There were no immediate indications of where the other body was discovered. At least four yellow evidence markers could be seen on the ground and picnic tables beneath the pavilion, which serves as a barbecue spot on sunny summer days like Sunday.
Around 8:45 a.m., an Anchorage Fire Department engine arrived, and crews stretched out a fire hose from the parking lot to the pavilion. As they hosed down one of the picnic tables, the water pouring off of it turned a bright red.
One of the victims was 34-year-old Kevin S. Turner, who purportedly “struggled with mental health issues as an adult.” The other was 25-year-old Bryant “Brie” DeHusson, a “passionate person who pursued social and environmental causes and traveled the world.” DeHusson, in the last few years, went by the name “Brie” and perhaps identified as female; however, there is no current evidence that their death was a hate crime of any kind.
Because the details are scant, at this point, even potentially unrelated crimes can be lumped in with the surfeit of killings in Anchorage.
For example, on September 11, the police released a sketch of a “person of interest” in the killing of Treyveonkindell Thompson back on July 29. When asked if this sketch might be somehow related to the spate of murders, they “declined to comment.
Now, it very well could be that the murders are unconnected, but to me it seems weird that there are so many sets of multiple murders.
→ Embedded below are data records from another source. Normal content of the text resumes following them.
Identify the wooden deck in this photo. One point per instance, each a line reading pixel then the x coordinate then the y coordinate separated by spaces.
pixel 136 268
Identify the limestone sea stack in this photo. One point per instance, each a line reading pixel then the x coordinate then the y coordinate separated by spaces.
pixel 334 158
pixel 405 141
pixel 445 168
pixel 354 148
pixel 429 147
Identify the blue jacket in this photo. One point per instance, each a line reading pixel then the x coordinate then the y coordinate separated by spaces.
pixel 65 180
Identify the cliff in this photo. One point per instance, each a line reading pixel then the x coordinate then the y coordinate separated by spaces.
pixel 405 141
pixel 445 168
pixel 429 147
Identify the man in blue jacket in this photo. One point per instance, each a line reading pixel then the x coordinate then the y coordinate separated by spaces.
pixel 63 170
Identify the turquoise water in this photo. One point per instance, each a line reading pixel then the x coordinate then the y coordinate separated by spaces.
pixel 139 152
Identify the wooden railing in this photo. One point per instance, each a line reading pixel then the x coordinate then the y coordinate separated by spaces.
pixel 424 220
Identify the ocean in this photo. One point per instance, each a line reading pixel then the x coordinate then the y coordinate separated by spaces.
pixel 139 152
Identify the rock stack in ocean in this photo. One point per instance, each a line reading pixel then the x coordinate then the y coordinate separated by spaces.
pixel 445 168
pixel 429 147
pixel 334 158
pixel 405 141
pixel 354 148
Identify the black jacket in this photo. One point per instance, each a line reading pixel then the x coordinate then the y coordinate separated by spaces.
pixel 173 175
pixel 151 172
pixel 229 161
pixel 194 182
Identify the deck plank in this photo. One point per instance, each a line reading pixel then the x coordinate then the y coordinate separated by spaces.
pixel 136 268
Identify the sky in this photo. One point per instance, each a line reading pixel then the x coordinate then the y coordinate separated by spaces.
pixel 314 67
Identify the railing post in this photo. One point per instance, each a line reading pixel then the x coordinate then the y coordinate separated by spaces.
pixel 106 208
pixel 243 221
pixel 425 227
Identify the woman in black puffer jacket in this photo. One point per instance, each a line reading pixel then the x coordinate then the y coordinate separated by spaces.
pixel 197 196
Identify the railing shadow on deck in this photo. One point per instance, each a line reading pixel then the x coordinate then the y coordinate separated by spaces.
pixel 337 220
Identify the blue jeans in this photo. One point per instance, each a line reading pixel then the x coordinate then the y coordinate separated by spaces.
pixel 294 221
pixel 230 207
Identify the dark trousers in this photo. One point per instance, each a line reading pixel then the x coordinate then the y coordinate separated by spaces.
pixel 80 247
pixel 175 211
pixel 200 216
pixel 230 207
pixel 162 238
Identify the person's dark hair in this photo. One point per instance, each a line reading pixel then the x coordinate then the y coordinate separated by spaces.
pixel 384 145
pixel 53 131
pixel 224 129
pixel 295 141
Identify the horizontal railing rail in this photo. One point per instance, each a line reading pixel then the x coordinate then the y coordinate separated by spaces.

Three double murders makes for six incidents and nine decedents, so even if it isn’t a serial killer, there is definitely something bizarre and deadly going on in Alaska’s largest city.
The police have made arrests or charged people in 11 of the 25 murders, but it’s not clear whether or not any of the arrests relate to the nine murders. They’ve identified suspects in a few other cases, but if they don’t relate, then it’s not pertinent here.
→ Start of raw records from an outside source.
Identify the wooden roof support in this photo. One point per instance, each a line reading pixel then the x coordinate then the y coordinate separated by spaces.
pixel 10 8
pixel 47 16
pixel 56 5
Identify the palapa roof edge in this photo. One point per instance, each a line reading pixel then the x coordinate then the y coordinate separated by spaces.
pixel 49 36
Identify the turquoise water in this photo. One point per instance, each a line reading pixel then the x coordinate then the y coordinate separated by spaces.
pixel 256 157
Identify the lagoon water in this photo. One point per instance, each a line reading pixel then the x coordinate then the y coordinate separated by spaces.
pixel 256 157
Here’s a map of the murder locations:
If this interview with KTUU can be believed, Anchorage Mayor Ethan Berkowitz — WEIRD! — and Police Chief Chris Tolley ducked questions about the rumors of a serial killer in the area. Here’s an excerpt:
KTUU: There is concern that the killings are connected and talk of a serial killer … could you dispel that?
TOLLEY: “Rumors are so terrible. The police department will only deal with verifiable facts. It’s not fair to the victim. It’s not fair to their families, to their neighbors. … How sad. And that’s why it’s very important to use good sources such as Nixles and other information that’s being put out by the police department for good verifiable information.”
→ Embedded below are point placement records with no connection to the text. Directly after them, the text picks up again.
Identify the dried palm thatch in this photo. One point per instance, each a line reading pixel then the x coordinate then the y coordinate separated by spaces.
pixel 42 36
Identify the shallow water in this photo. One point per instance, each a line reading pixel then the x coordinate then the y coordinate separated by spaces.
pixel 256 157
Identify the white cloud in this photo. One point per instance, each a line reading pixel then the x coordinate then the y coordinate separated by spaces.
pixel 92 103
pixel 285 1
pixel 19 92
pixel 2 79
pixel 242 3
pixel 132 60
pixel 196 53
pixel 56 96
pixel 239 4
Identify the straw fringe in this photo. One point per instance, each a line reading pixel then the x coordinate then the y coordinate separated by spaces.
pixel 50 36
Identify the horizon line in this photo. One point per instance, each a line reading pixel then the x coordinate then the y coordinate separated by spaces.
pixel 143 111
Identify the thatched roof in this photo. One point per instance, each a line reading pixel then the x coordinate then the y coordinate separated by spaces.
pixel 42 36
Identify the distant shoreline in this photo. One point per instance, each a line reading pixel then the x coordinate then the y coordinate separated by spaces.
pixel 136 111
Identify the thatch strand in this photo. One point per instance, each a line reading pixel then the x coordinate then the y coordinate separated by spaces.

KTUU: So one way or another today, you can’t say one way or the other if there is a serial killer in Anchorage?
TOLLEY: “Again, it’s so easy to look back and see what has happened historically … Once we know all the facts and all the information. We can’t speculate on something that we can’t verify.”
It would definitely be a tragedy to fuel speculation without a reason to, and also perhaps they’re holding their cards close to the vest, but it would be nice to have a few more details here.
In two cases, the victims were shot and left to be found. In the rest, there is no clear method of execution. However, the fact that they are releasing so few details on the remaining murders could potentially say more than the details themselves.
If there is an Anchorage serial killer, I’d definitely be interested in doing more research, which I’ll add to this relatively sparse article.